With the Rumanian annexation of Bukovina, Bessarabia and the thousand­year­old Hungarian Transylvania, the various national minorities faced a horrible chapter of their history as the victims of Rumanian super­nationalism. In 1945 Rumanian chauvinism replaced the Swastika with the Sickle and Hammer. Thousands of Transylvanian Hungarians became victims of Rumanian terror, and hundreds of them were Hungarian Jews.
In 1958 Western sources reported that over a hundred thousand Jews had registered for emigration in Rumania. Following this, in February 1959, the Rumanian government issued a statement accusing Israel and "other imperialist sources" of unleashing a diversionist campaign. Bucharest accused the Israeli embassy of spreading Zionist slogans among Rumanian Jews. Dozens of Jews were arrested again and tried on charges of treason.
Rumanian nationalists faced a difficult problem. As anti­semites, they were happy to get rid of the Jews. But on the other hand, large scale departure of trained Jewish personnel could have affected Rumanian economy.

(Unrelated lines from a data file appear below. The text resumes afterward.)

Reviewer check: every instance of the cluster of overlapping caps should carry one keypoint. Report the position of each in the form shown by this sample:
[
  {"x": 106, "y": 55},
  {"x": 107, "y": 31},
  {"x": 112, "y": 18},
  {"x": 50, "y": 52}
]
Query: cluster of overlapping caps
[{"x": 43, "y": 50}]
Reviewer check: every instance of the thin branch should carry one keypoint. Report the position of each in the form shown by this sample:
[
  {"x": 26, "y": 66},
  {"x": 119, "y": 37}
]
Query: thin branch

Between 1960 and 1965 about 35,000 Jews left Rumania very quietly, without "causing diplomatic troubles with the Arab friends" of Bucharest.
Today, Rumanian diplomacy is performing the unique feat of maintaining good relations with both Israel and the most extreme Arab nationalists, simultaneously, although Rumanian domestic policy is very quiet about the "Jewish Question", there exists in Rumania a definite ceiling to any Jewish advancement in the civil service as well as in the academic and cultural fields.
The previously francophile, later German­Nazi oriented, then Stalinist­Communist oriented Rumania, Professor Haraszti concludes in his book, "is today still one of the most chauvinistic, most anti­semitic country in the world."

DECLARATION


The Agreement concluded in February 1947 between the Allies and Rumania asserts in Part II, Section 1, Article 3 that:

"RUMANIA SHALL TAKE THE STEPS NECESSARY TO SECURE TO ALL PERSONS UNDER RUMANIAN JURISDICTION, WITHOUT DISTINCTION AS TO RACE, SEX, LANGUAGE OR RELIGION, THE ENJOYMENT OF HUMAN RIGHTS AND FUNDAMENTAL FREEDOMS, INCLUDING FREEDOM OF EXPRESSION, PRESS AND PUBLICATION, OF RELIGIOUS WORSHIP, OF POLITICAL OPINION AND OF PUBLIC MEETING."

These were the conditions under which the United States, Great Britain, France and the Soviet Union allowed the annexation of Transylvania by Rumania.
Since the Government of the Socialist Republic of Rumania did not and still does not comply with these conditions, the governments of the United States, Great Britain, France, and the Soviet Union have the right as well as the obligation to order the immediate return of these territories to Hungary, or declare Transylvania an independent state under the protection of the United Nations. They owe this to those millions of Hungarians, Germans, Jews, Bulgarians and others whom they forced under the terror­regime of the Rumanian government.